1.3 资料与数据提取 由两名研究者根据文献纳入与排除标准独立筛选文献及数据资料提取并交叉核对。若筛选过程出现异议,由第3名研究者与前两名研究者进行讨论,对数据资料提取过程中的异议做出裁决。提取信息包括第一作者、发表年份、研究年限、地区、研究类型、样本量、年龄、调整因素、随访时间等。
1.4 质量评价 根据Cochrane非随机研究方法工作组的推荐,由两名研究者使用纽卡斯尔-渥太华量表(NOS)[9]独立评估纳入研究的质量。该量表主要用于队列研究和病例对照研究的质量评价,包括暴露选择(4分)、可比性(2分)、随访及结局指标评价(3分),总分9分,≥7分被评为高质量文献。

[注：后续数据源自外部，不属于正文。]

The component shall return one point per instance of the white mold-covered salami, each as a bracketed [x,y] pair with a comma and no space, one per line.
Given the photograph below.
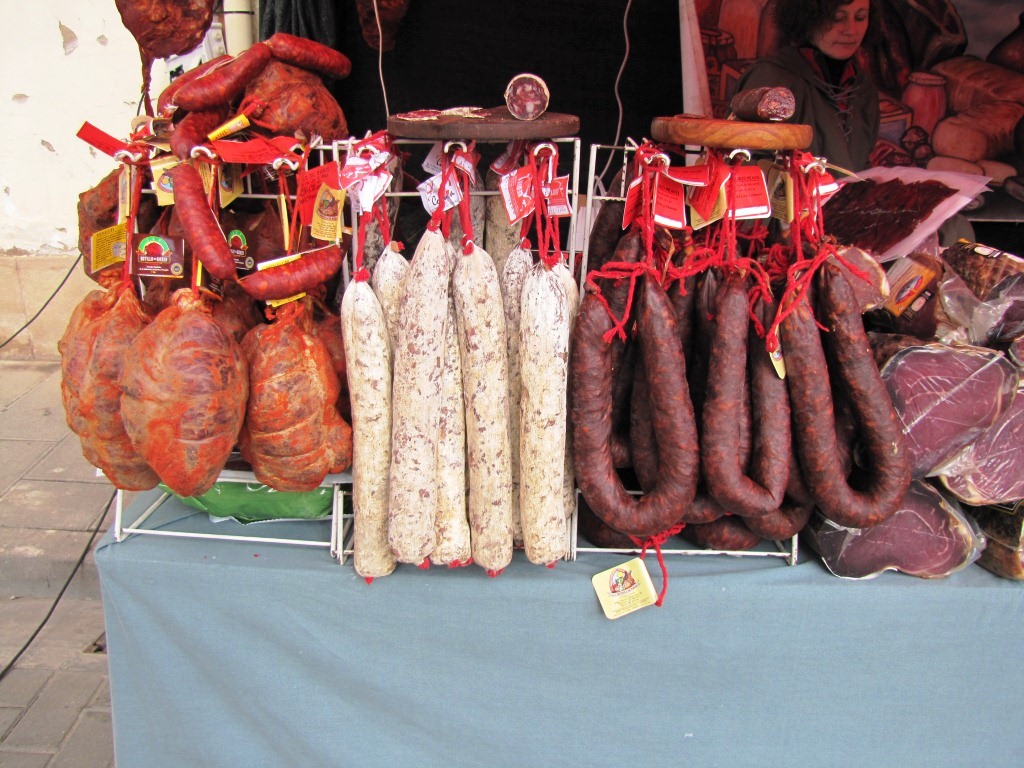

1.5 统计学方法 使用Review Manager 5.3软件及STATA 12.0软件进行数据分析。将相对危险度(RR)作为计算合并效应的指标,风险比(HR)直接被视为RR。各研究间异质性检验采用Q检验与I2值,0≤I2<25%表示无统计学异质性,25%≤I2≤50%表示低异质性,50%<I2≤75%表示中等异质性,I2>75%表示高度异质性,各研究间无统计学异质性采用固定效应模型进行Meta分析;各研究间有统计学异质性分析异质性产生原因,如无临床异质性则采用随机效应模型进行Meta分析;采用Begg's和Egger's检验进行发表偏倚检验,采用敏感性分析探讨异质性来源及检验整个研究的稳定性。以P<0.05为差异有统计学意义。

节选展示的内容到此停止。